From the lake we went to a silk faming village - so cool! I spent about $50 on two scarves and about 4 meters of beautiful ruby-colored silk. I'm going to have mom make pants for me (plus a bunch of other things, I'm sure). It's incredible fabric, and it's really strange to buy beautiful 100% silk from people living in wood shacks amongst cows, chickens, pigs, etc. The houses are basic stilt houses with palm leaf walls and grass roofs, and the fam animals live beneath the houses, then there's this amazing silk. We got to visit where they raise the silk worms and see the cocoons. The woman who I bought the scarves from was pulling silk - they boil the cocoons, then spin the silk thread from the surface of the water. So there was this basket of beautiful yellow raw silk. Then I stood for awhile and watch two girls weaving some amazing pieces. It doesn't get more authentic than this - and you know that the money is going to the people who need it and deserve it rather than to 5 middle men for profit.

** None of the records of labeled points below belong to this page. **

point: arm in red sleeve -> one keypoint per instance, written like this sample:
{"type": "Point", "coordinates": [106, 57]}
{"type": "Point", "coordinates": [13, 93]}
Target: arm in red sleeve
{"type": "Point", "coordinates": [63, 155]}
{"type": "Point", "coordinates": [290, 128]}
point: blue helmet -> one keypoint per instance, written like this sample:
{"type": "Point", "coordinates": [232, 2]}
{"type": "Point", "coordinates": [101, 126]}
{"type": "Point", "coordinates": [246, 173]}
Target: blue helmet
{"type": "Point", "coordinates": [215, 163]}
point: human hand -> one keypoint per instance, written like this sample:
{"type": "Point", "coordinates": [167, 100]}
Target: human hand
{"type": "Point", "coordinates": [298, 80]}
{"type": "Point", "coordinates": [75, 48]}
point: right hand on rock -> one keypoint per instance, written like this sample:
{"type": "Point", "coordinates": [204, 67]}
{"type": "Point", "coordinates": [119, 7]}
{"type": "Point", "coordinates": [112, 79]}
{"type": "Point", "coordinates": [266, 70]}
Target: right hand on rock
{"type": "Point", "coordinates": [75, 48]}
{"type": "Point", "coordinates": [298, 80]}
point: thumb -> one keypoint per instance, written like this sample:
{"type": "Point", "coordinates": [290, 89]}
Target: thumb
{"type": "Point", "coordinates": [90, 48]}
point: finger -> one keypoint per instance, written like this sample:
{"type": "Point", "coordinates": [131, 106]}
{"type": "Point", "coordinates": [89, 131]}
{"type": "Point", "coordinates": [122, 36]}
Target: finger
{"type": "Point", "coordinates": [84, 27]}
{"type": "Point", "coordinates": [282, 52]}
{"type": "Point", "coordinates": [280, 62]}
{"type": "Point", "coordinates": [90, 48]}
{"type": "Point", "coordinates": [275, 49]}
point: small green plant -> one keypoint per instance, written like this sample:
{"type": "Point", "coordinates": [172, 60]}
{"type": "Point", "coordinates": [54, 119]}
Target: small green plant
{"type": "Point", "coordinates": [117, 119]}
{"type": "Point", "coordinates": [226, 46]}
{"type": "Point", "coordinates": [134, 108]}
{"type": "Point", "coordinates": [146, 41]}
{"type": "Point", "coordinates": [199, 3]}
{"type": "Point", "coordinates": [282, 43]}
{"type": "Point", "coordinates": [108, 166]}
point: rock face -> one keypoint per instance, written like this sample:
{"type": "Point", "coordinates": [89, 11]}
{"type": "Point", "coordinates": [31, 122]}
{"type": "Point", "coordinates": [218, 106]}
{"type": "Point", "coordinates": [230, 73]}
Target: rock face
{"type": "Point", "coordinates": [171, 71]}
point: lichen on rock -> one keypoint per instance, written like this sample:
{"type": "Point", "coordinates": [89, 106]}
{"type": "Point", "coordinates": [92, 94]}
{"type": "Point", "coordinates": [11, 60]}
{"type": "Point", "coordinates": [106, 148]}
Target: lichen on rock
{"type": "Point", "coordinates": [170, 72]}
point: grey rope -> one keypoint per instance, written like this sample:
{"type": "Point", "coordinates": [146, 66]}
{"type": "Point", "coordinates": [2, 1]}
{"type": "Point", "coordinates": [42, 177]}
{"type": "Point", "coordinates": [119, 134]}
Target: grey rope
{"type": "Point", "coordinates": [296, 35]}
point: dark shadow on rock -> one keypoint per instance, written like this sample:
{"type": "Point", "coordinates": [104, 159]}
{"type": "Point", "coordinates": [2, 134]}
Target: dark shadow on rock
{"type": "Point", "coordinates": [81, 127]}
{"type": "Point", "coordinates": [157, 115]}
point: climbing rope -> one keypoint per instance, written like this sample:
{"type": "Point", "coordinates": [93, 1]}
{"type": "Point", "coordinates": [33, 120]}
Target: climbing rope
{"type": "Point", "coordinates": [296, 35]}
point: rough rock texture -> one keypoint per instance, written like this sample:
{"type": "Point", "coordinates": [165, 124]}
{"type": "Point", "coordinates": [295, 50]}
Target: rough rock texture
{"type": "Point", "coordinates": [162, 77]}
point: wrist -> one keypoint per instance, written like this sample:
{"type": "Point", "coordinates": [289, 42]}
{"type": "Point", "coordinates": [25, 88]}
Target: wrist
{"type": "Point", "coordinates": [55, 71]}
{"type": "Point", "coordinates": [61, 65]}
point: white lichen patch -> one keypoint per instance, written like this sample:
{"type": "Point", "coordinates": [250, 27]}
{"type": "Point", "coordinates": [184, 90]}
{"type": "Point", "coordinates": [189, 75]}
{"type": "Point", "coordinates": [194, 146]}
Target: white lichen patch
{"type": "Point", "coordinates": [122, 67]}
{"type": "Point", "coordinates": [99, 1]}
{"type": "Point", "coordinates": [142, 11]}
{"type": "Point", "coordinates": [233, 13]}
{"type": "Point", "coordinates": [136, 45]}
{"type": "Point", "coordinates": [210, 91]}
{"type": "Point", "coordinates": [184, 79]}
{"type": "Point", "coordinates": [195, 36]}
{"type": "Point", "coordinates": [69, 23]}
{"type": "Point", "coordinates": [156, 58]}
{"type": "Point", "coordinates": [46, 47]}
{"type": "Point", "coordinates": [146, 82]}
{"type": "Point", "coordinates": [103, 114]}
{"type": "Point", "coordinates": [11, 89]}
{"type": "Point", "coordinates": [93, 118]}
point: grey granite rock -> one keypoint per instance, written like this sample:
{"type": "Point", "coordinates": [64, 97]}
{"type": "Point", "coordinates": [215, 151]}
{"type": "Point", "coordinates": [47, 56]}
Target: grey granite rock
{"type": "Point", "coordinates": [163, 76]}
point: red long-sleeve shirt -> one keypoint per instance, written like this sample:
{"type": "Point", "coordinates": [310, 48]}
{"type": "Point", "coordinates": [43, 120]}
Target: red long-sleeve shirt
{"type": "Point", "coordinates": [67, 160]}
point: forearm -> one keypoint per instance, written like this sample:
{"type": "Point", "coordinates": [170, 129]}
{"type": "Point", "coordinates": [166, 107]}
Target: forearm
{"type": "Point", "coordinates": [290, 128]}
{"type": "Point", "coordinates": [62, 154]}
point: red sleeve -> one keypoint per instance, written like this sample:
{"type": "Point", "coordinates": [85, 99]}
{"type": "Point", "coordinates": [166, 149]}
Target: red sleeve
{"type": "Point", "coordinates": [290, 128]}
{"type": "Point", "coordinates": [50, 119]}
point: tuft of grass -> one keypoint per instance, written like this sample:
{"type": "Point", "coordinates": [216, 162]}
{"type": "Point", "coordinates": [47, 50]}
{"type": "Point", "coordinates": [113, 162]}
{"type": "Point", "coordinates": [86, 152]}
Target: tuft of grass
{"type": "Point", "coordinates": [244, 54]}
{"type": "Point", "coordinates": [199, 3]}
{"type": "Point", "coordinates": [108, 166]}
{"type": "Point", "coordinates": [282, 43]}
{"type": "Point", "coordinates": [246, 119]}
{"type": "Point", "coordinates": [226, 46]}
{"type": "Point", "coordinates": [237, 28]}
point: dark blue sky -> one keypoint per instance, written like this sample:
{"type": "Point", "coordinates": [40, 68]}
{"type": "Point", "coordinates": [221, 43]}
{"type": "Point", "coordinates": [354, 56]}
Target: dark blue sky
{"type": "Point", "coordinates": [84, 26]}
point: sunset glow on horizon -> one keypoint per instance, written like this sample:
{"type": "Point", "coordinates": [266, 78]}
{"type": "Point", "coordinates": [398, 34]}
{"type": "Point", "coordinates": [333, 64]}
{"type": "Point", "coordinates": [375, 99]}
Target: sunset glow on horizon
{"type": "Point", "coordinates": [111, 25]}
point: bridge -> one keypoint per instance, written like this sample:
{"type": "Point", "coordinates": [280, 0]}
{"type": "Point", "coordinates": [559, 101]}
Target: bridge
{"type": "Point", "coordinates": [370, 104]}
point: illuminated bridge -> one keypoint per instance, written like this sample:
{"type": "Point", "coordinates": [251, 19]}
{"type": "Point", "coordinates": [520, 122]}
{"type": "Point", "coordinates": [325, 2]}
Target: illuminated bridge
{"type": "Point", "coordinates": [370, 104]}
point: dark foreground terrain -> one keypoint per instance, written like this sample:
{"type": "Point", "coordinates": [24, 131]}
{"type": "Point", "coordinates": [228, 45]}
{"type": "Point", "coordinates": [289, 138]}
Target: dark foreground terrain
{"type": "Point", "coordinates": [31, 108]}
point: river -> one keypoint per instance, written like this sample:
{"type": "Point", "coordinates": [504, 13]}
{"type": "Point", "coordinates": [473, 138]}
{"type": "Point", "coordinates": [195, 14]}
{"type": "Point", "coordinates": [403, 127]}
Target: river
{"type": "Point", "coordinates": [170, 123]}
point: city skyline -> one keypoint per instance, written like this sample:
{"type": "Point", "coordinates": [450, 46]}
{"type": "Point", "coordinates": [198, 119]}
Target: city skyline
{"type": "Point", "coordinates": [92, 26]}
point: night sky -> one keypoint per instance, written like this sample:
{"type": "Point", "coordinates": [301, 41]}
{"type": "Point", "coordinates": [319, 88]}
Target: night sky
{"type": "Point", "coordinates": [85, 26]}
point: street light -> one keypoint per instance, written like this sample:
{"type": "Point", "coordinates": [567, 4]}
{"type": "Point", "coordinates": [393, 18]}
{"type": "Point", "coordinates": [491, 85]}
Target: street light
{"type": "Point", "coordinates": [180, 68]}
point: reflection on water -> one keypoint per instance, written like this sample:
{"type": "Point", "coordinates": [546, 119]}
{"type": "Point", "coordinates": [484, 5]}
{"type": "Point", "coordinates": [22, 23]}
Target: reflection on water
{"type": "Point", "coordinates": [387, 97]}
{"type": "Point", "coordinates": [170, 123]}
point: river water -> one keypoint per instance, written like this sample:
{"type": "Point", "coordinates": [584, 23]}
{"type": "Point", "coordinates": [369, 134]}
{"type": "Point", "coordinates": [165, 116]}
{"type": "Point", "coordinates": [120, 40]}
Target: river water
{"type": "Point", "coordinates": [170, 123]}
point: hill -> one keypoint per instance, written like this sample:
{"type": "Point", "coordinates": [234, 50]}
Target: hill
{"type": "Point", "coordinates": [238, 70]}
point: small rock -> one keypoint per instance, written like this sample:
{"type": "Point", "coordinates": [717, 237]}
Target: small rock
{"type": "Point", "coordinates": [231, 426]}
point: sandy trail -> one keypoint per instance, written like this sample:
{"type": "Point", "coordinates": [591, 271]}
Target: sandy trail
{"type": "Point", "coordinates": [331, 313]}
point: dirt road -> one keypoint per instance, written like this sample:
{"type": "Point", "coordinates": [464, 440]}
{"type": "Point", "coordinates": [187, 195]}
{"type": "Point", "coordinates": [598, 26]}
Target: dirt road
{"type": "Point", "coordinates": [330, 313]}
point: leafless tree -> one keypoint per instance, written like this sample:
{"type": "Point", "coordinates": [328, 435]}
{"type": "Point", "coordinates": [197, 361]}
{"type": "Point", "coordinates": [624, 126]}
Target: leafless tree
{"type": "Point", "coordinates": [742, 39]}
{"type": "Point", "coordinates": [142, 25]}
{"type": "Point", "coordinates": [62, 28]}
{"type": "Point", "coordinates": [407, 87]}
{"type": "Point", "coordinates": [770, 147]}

For about half of the day, I really needed to pee, but couldn't quite bring myself to squat along the road in front of everyone. So once dark came, we pulled off, and I crept off the road a bit in the dark searching for a bit of privacy and promptly fell into a hole full of water up to my waist!! Turns out it was someone's washing hole, so while I was covered toe to hip in muddy water, at least it was soapy muddy water!